İnanmak, genelde bir hedefe varacağını olası görmektir. Mesela bir sınavdan yüksek not almayı düşünmek ve bunu olası görmek, buna inanmaktır. Bildiğiniz gibi beş duyu organımız vardır. Bunlar duymak, koklamak, hissetmek, görmek ve tat almaktır. Bence duyularımız beş ile sınırlı değildir. Bana göre inanmak gibi altıncı bir duyumuz vardır. Ve bence inanma duyumuz ya da içgüdümüz, diğer beş tanesini gölgede bırakır.

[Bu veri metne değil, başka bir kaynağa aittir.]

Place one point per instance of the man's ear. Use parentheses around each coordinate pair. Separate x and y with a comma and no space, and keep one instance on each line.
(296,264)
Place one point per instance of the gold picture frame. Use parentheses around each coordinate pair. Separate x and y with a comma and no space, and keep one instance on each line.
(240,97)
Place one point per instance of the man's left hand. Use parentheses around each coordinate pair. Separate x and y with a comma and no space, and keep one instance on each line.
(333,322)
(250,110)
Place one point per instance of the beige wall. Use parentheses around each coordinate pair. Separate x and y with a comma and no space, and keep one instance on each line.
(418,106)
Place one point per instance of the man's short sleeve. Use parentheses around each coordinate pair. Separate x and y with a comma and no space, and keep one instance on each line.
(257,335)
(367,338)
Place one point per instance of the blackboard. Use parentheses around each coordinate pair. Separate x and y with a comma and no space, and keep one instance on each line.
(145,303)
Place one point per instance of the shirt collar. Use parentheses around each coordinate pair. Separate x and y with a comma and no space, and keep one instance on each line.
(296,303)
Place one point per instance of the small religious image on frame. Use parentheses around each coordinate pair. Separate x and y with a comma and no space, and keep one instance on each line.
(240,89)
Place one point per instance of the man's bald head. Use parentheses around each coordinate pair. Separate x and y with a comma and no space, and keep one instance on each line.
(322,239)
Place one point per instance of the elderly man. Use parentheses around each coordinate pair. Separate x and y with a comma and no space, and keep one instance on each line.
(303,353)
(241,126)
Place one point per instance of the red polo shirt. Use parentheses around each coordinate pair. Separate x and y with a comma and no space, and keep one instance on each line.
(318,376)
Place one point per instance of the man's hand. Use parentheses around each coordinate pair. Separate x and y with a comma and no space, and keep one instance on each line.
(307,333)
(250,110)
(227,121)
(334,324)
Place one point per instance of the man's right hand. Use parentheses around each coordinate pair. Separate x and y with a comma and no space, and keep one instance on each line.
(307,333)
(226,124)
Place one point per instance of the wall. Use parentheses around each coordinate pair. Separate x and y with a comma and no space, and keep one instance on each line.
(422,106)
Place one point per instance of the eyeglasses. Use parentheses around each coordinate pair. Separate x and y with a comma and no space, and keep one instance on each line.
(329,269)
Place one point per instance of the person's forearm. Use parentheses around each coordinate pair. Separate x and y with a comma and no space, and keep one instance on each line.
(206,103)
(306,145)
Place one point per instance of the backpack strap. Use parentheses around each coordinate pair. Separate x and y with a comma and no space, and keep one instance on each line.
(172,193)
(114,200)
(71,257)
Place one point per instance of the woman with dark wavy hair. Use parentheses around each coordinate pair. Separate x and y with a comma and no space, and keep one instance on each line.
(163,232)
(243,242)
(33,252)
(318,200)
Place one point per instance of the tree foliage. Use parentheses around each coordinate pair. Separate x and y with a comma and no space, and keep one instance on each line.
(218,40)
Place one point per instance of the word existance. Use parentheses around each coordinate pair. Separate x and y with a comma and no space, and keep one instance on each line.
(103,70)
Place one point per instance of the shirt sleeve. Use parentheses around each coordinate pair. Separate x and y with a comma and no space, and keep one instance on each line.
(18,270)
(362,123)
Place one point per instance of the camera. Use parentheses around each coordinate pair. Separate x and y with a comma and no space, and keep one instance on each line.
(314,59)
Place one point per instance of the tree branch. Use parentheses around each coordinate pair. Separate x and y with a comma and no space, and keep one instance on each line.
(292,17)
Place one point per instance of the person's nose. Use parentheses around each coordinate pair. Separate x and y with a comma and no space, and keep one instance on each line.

Belki farkındayızdır belki de değilizdir ama yaşantımızda aldığımız anlık kararlarda inancımızın büyük bir yeri vardır. Mesela, odanızda uçan ve zaman zaman sizi rahatsız eden bir sinek; dışarıya açılan pencereyi görür, tabi camın farkına varamaz. İlerler ve cama çarpar ama bu olay görme duyusuna çok terstir. Bir yandan orada bir şey olduğunu hissederken bir yandan da orada bir şey olmadığını görür. Kısaca görme ve hissetme duyuları çelişir. İşte tam burada inanç devreye girer; gözüne inanırsa tekrar tekrar cama çarpar, hissetme duyusuna inanırsa " bir şey var" der. Sinekler belki gördüklerine inandıklarındandır belki de inanma içgüdüleri olmadığındandır ama orada bir şey olmadığına inanır ve defalarca o cama çarpar. Eğer bir insan cama çarparsa inanma içgüdüsü ile orada bir şey olduğunu fark eder ve bunu tekrar etmez. Bunun gibi hayatımızda inancımızın verdiği bir sürü karar var.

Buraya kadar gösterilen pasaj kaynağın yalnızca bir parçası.